Groovin' in the kitchen, dancin' in Missoula.

Feta Stuffed Chicken

Warning!  The following post may not be suitable for vegan eyes or people who think raw chicken looks icky.

Ok, you’ve been warned.

I’ve seen, and made, recipes similar to this one.  In comparison, I think this stuffed chicken left a little to be desired. Don’t get me wrong, it was good, and really easy, but I’ve done better.  Maybe you’ll have some suggestions to improve the dish, or at least take note of my thoughts so you can try it a different way.

Preheat the broiler on your oven.

Raw Chicken
I started with three boneless, skinless chicken breasts because there are three of us.  Don’t worry, I’m sure they didn’t come from the same chicken!  If there are four of you, use four, etc etc.  It’s important that if you are using frozen chicken that you thaw it completely, so that you can perform the next step.

This may be the most unappetizing thing I’ve ever done. I’m sorry. It’s gonna taste much better than it looks!
Slice the chicken breast down the middle, almost all the way through.

Choppin Broccoli
This is a much more appetizing shot.
With a clean knife, on a clean cutting board, chop some broccoli and some fresh basil.

It makes it beta
Sorry for the blurry photo. I was too excited by the feta to focus the camera.

Here’s why this is so easy. All you have to do now is put everything inside the chicken. (Broccoli, feta and basil.)

Oh yeah
Mmmhmm. Yummy.

Use some toothpicks to close the opening, and brush both sides of the chicken with Italian dressing (I used reduced fat, but you can use whatever you’d like. It just keeps things moist.)
For extra credit, throw some chopped basil on the top.

Now just put them in the oven, close but not too close to the broiler. (I think every oven has that sweet spot where things get cooked and not burnt. I don’t know where it is in yours, so you may have to experiment.)

And turn
After about ten minutes, flip each breast over, brush with more dressing and top with basil.
You’ll need to watch the chicken from this point on. It could take anywhere from another six to ten minutes before the chicken is totally cooked through. You don’t want to overcook it and loose all the moisture, but you definitely don’t want pink chicken, either.
When you think it’s ready, carefully cut into one of the breasts. I usually choose the thickest one, since that’s the one that will take the longest. When the meat is white all the way through, pull ’em out.

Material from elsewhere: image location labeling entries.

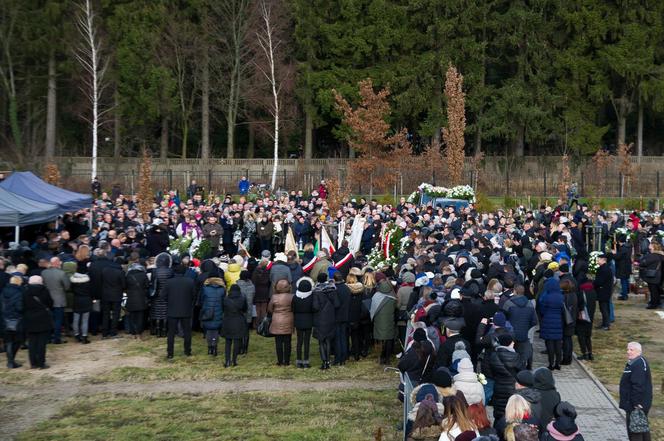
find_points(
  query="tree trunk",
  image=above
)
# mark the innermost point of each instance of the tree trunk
(51, 98)
(185, 135)
(163, 152)
(308, 133)
(478, 140)
(13, 121)
(622, 128)
(518, 141)
(251, 144)
(639, 131)
(117, 127)
(205, 109)
(230, 135)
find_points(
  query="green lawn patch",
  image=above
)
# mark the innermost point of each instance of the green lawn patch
(260, 362)
(288, 416)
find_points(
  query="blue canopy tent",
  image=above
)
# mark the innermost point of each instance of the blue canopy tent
(28, 185)
(16, 211)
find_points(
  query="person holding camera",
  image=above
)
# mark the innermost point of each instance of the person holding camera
(212, 230)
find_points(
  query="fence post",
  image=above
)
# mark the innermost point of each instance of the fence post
(658, 185)
(620, 185)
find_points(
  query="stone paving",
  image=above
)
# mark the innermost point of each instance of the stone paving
(599, 418)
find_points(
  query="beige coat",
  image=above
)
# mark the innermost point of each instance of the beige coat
(282, 313)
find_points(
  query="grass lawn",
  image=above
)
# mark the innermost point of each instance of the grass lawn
(260, 362)
(303, 416)
(633, 323)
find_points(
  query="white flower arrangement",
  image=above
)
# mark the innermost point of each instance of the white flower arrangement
(459, 192)
(593, 264)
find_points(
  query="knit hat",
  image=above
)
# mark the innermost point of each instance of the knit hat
(546, 256)
(468, 435)
(460, 351)
(465, 365)
(525, 378)
(441, 377)
(408, 277)
(427, 389)
(420, 335)
(385, 287)
(499, 319)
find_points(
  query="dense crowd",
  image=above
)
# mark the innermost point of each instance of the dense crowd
(459, 309)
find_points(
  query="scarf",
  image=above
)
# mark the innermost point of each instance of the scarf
(377, 302)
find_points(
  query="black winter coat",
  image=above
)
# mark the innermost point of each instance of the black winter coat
(505, 364)
(623, 259)
(160, 276)
(546, 386)
(113, 283)
(234, 324)
(636, 386)
(95, 271)
(180, 296)
(603, 283)
(137, 284)
(37, 305)
(81, 287)
(303, 310)
(261, 279)
(325, 303)
(342, 313)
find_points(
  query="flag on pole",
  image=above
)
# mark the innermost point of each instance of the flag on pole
(357, 229)
(324, 242)
(290, 241)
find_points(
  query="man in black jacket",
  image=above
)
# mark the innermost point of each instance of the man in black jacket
(636, 387)
(603, 285)
(341, 319)
(113, 286)
(180, 295)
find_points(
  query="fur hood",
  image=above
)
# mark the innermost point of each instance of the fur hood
(214, 281)
(356, 288)
(79, 278)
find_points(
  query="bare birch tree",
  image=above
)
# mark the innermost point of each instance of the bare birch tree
(89, 55)
(231, 22)
(269, 44)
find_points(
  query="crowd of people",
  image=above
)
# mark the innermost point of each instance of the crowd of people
(459, 309)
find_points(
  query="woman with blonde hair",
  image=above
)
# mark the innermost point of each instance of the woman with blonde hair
(358, 315)
(456, 419)
(519, 423)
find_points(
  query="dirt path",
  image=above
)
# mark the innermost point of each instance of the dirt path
(41, 394)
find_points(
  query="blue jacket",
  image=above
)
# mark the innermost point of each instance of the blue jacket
(12, 302)
(243, 185)
(212, 298)
(550, 305)
(521, 315)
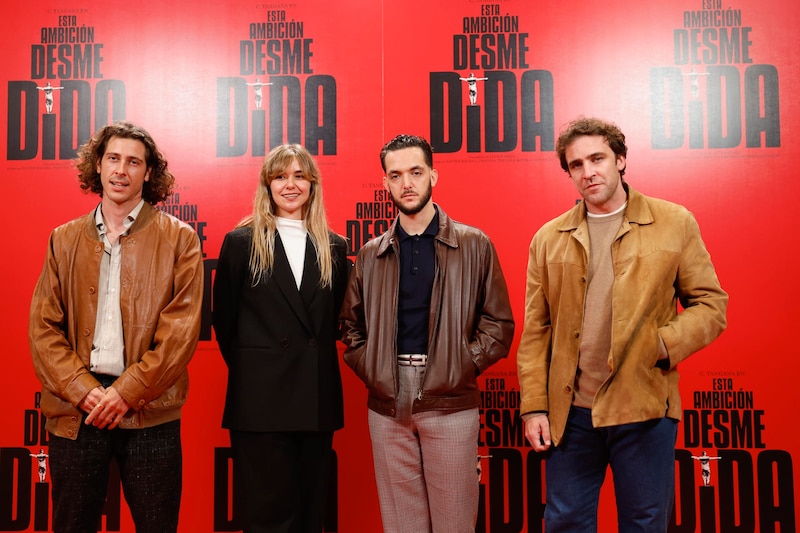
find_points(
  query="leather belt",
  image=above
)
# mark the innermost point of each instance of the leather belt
(412, 359)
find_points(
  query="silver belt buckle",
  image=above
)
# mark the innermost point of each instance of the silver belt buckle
(414, 359)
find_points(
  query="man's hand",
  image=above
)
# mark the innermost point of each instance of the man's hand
(108, 410)
(537, 431)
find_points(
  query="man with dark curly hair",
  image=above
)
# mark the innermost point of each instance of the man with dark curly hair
(114, 321)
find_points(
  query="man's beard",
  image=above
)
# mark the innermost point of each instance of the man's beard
(416, 208)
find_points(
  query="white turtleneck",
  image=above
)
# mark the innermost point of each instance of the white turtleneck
(293, 236)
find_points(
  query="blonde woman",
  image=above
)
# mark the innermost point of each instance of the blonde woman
(278, 289)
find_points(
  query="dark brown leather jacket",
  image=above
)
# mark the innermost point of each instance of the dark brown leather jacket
(160, 298)
(471, 324)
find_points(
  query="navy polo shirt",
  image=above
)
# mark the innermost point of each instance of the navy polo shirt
(417, 268)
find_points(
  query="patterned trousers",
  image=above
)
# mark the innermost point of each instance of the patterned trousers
(425, 464)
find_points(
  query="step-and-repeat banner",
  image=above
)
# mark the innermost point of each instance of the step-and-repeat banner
(702, 89)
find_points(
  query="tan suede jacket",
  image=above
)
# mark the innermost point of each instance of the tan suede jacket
(659, 261)
(160, 298)
(471, 324)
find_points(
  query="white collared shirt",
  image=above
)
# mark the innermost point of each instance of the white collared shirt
(108, 346)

See how the feta is all melty? And the outsides are still moist? Yep, ready to eat. Don’t forget to remove the toothpicks.

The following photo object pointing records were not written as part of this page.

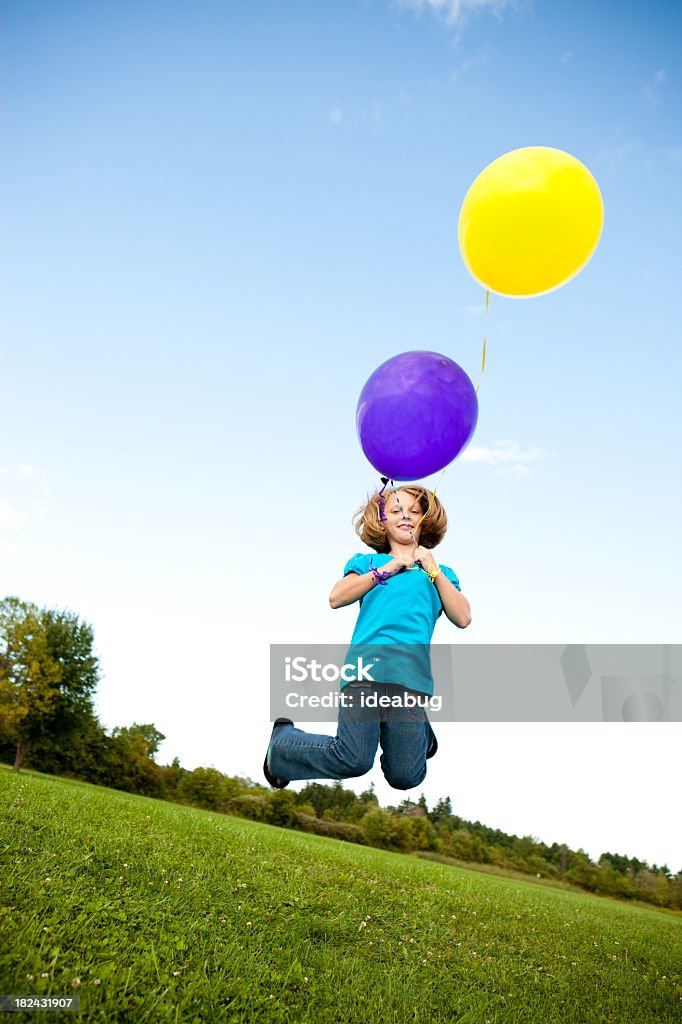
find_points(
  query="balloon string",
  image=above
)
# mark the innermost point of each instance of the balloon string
(482, 360)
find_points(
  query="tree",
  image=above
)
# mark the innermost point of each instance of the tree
(48, 674)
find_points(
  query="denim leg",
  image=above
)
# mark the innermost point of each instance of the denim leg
(405, 742)
(298, 755)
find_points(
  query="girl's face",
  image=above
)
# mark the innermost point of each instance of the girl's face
(402, 513)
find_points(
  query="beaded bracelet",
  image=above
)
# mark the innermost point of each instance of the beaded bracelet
(433, 573)
(380, 577)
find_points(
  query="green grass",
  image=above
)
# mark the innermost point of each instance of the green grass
(157, 912)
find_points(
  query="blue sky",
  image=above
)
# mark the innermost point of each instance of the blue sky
(219, 219)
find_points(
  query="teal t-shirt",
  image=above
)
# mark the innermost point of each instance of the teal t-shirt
(402, 611)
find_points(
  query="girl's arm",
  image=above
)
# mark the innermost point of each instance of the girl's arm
(454, 603)
(352, 587)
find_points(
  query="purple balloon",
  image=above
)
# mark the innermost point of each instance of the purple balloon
(416, 413)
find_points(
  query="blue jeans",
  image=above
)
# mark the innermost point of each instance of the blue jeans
(405, 734)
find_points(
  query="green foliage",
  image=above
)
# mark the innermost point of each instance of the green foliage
(161, 912)
(48, 674)
(207, 787)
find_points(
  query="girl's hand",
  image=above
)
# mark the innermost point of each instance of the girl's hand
(424, 556)
(403, 560)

On a side note, Holy Sweet Potato, Batman!!  And for future reference, blue toothpicks will turn your chicken blue.

Ok, my thoughts:
1. I really liked the feta, but I think it needed a little more broccoli and some spices like cumin or paprika to balance out the flavor. Mmm…tomato and garlic would be good too…
2. Sometimes, the outside of the chicken can get a little…rubbery when only Italian dressing is used. Almost every other recipe I’ve seen will tell you to bread the chicken before baking. We all know how I feel about breading, so I usually skip that part, but I think it really would have worked here.
3. The other version of this recipe I make, affectionately known in my family as “Crack Chicken”–because it’s so addictive, uses cream cheese and pesto in place of feta and broccoli. I think the flavors in that version complement each other a little better. The process is exactly the same, you just stuff equal amounts of cream cheese and pesto in each breast.

All in all, this is a great recipe to keep in your arsenal. It would be ridonkulously easy to make a single serving if you’re cooking for your onesy, but you can also multiply it to serve as many as needed.

I hope you try it, and let me know your favorite version!